Tuesday, March 10, 2009

some writing

I wrote this for an NCEA assignment. A few too many adjectives, but I like it.

Early morning, and the pale wintry sun is still hiding behind thick, shifting, polyphonic layers of clouds. From the sky hangs a heavy mist, dampening the air into the blurred obscurity of Debussy's Voiles. Last night's frost coats the grass and trees; covers pavement and driveway with that treacherous black ice which renders walkways unusable; lies thick on car windows, dense, white, impenetrable. Jack Frost has paid his respects to the house as well, delicately patterning the doors and windows with silvery swirls and spirals. The house itself is silent, no noisy chattering and bickering echoing throughout its walls. No child has left the warm safety of his bed, tucked in tightly against the biting cold. Through broken venetian blinds they can just glimpse this new world, this world of pre-dawn, of silence.

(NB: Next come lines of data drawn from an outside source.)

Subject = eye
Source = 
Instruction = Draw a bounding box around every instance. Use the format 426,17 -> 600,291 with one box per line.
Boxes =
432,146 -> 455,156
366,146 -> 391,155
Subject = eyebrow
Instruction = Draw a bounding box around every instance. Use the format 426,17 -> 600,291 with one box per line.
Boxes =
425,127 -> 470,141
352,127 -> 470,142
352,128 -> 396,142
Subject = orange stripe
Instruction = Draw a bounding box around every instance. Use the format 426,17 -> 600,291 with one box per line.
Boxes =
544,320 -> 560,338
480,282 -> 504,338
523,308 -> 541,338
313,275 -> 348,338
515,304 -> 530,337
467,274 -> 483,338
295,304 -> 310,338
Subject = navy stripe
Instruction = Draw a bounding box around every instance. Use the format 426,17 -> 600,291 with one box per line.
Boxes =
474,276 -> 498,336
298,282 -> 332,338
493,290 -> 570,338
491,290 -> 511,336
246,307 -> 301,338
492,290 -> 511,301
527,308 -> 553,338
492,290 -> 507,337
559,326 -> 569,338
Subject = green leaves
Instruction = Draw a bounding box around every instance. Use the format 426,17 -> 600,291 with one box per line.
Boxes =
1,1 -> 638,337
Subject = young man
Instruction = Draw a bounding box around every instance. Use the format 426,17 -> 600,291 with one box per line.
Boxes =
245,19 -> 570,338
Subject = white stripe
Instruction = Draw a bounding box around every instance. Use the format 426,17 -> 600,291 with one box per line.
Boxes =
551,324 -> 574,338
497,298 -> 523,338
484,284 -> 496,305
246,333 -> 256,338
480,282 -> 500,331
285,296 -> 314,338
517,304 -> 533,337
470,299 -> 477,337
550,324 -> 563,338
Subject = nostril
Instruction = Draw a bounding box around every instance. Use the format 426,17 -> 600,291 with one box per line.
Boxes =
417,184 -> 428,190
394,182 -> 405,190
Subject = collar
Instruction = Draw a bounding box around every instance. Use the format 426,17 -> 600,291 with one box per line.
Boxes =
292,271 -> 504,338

A thin finger of sunlight splinters the closely-packed bundle of clouds, reaching out cautiously to finger trees and hedges before retreating behind nimbus and stratus. More sun slowly creeps through; the rain-soaked air lightens. A chinkl of light clints off the corrugated iron of the garage roof. The mist begins to dissipate.

The gathering breeze rustles the tops of the pear and plum trees; stirs the rusted wind chimes, clinking them together. It whistles through the branches of the fallen apple tree, a mountain of once-proud foliage now lying dead on the grass.

The last shades of pink and orange are fading away, clouds parting to reveal a brittle sun that gives off an icy warmth. On the windows and car, icce slowly starts to melt, water trickling down to form shiny rivulets on the concrete below. A few birds prattle cheerfully to each other, then fall silent. All is still.

Then - creak, scrape, clunk - the back door bangs open, and four children, half-clad with coats on, pour out of the house, dash down the steps, laughing together. One wears only pajamas and a dressing gown, "I'm not cold," she boasts, shivering slightly. Only the eldest is missing - she's inside, playing her flute.

They converge in Dandelion Grove, where, come spring, dandelions spring up into a thick, sunny, indestructible carpet. Down beneath the bathroom window is the old vegetable garden, covered in a mat of weeds and grass from when Dad tried to mow it, impossible to pull up. Last year's rotten apples have been trodden underfoot into a soupy brown mush, mixed in with carrot tops, eggshells and potato peels that have missed the compost heap.

They take "potshots" with stale bird's bread at the broken mesh of the toilet room window. Most miss the mark. They hear their sister trip over scalic passages of her Bach sonata, smile at each other, call out to her. "Hey! Come outside, we're going up the paddock! Justine!" But she does not answer.

Clambering over the fence, they pause to help the youngest, who nearly falls into a rusty bucket of rainwater. An up the slope, muddying their clothes in haste, dodging the sharp thistle-trees with their many sharp thorns, poised to catch on unwary clothing. Past the "mole-hole", where they like to huddle on a summer's afternoon, watching the fluffy, candyflossed sky. Here, their world is simplified to this hill, with it's tall, waving, hayfever-inducing grasses. Now that the neighbour's goat is gone, they grow with reckless abandon.

At the top, finally, standing together on a knobbly tree stump, gazing down at their house with its plain, white roof. They can see the pears and apples they have thrown up over the years, rolled down into the gutter and blocking the drain. The chimney on the side of the house, dusted with "fairy kisses" of cobwebs and dust. The porch window, broken recently with a carelessly-flung rock. This side of the house is almost an eyesore, but the children know it for what it is - their home, their haven. Their safe place.

The final, faint cadences of the Back trickle out of the window, bringing the piece to a close.